Let $(M,g)$ be a Riemannian manifold. A smooth vector field $X$ is called a Killing vector field if the flow of $X$ acts by isometries, or, equivalently, if $L_X g = 0$. Now why is the sum of Killing vector fields a Killing vector field?

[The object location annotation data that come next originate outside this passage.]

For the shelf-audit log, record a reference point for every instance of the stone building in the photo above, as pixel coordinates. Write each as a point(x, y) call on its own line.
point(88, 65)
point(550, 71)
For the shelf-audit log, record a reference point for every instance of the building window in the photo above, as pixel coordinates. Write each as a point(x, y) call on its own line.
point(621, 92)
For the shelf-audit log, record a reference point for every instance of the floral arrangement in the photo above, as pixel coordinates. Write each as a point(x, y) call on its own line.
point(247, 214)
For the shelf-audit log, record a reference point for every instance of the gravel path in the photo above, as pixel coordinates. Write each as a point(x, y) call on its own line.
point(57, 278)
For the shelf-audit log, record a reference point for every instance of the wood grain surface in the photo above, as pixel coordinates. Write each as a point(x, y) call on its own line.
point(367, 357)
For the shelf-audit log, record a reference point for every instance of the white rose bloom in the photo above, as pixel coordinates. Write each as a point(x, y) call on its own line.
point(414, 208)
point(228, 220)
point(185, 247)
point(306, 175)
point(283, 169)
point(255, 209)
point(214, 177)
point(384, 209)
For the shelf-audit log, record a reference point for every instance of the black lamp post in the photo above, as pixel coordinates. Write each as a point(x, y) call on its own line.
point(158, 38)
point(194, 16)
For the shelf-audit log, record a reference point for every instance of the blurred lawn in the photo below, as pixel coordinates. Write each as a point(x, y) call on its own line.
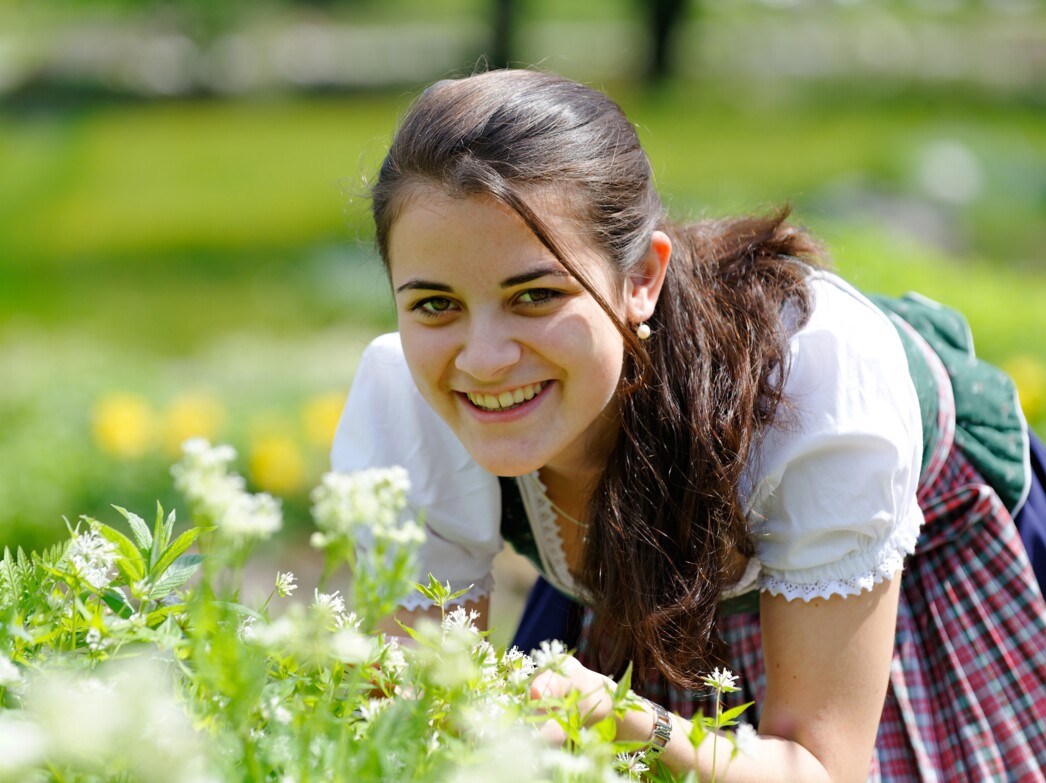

• What is the rule for sums in Lie derivative definition? – DiegoMath Jan 21 '15 at 21:39
• If you want, you can use the following definition instead: $$g(\nabla_YX,Z)+g(Y,\nabla_ZX)=0,\ \forall Y,Z\in\Gamma(TM).$$ – DiegoMath Jan 21 '15 at 21:47
• @DiegoMath The problem is I don't really know what the flow of a sum of two vector fields is. Is $L_{X+Y}g = L_x g + L_Y g$ true? I also don't see why. – Balerion_the_black Jan 21 '15 at 22:09
• Use this computation for Lie derivatives:$$(L_Xg)(Y,Z)=X(g(Y,Z))-g(L_XY,Z)-g(Y,L_XZ).$$ Can you conlude the statement? Remember that $L_XY=[X,Y]$. – DiegoMath Jan 21 '15 at 22:18

Recall that $\mathcal{X}(M)$, the space of vector fields on $M$, is the Lie algebra of the Lie group $\mathrm{diff}(M)$, the group of automorphisms of $M$. The space $\mathcal{K}(M)\subset\mathcal{X}(M)$, which consists of the Killing vector fields, is the Lie algebra of the group of isometries on $M$. Hence, $\mathcal{K}(M)$ is a vector space.